I've thought about this case some more, and I'm still not sure the analogy holds.
To simplify things somewhat from the "beams inside a synchrotron" scenario, suppose we have a single object of charge q inside a sort of circular capacitor, which I'll call the "ring" for brevity: a device that can create an electric field directed radially. We put the charged object at the end of a massless arm that runs on a track on the inside surface of the ring. The arm holds the charged object at a particular radius r, which is between the inner radius r_i and the outer radius r_o of the ring. The whole thing is floating in free space (flat spacetime).
Our two observables are, again, a scale under the track (O) and a strain gauge on the arm (O').

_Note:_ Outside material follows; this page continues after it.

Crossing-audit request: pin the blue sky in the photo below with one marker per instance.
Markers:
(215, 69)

First, we consider the case where the q+arm assembly is at rest relative to the ring. We turn on the capacitor and find that the scale and strain gauge show nonzero readings. Call this set of readings A. We expect the readings to be equal: O_A = O'_A.
Now we set the q+arm assembly to rotating around the ring with constant angular velocity omega, and therefore constant relative speed v relative to the ring (but with changing direction). At a given instant, we can set up two local inertial frames (MCIFs): one in which the ring+track is at rest and the q+arm assembly is moving at speed v in a direction orthogonal to the E field generated by the ring; and one in which the q+arm assembly is at rest and the ring+track is moving at -v in a direction orthogonal to the E field generated by the ring.

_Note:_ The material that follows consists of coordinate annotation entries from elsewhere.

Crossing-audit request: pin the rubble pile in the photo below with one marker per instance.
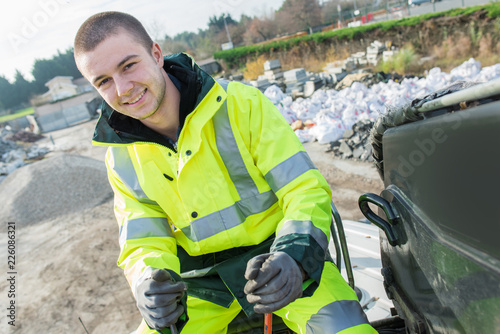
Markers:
(16, 150)
(53, 187)
(354, 142)
(24, 136)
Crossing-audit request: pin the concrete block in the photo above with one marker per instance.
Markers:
(298, 74)
(272, 64)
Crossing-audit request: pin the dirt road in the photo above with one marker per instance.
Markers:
(66, 266)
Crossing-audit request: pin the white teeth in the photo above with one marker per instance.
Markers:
(132, 102)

It seems to me that, locally, these two inertial frames are the same in almost all respects (I'll elucidate that "almost all" in a moment) as the two frames in the straight line case: the rest frame of the charge q, and the rest frame of the capacitor. There is one key complication, though; in the rotating case, there is no longer an exact "force balance" in both frames, because the motions are no longer unaccelerated; the instantaneous relative velocity of the two is orthogonal, but the instantaneous acceleration of q+arm is not zero, it has an inward radial component.
This, to me, means we can't draw an exact analogy between the two scenarios, because we no longer have an exact force balance in the direction of the E field. The reasoning that led to O = O' depended on there being an exact force balance. So I don't see the two cases as analogous.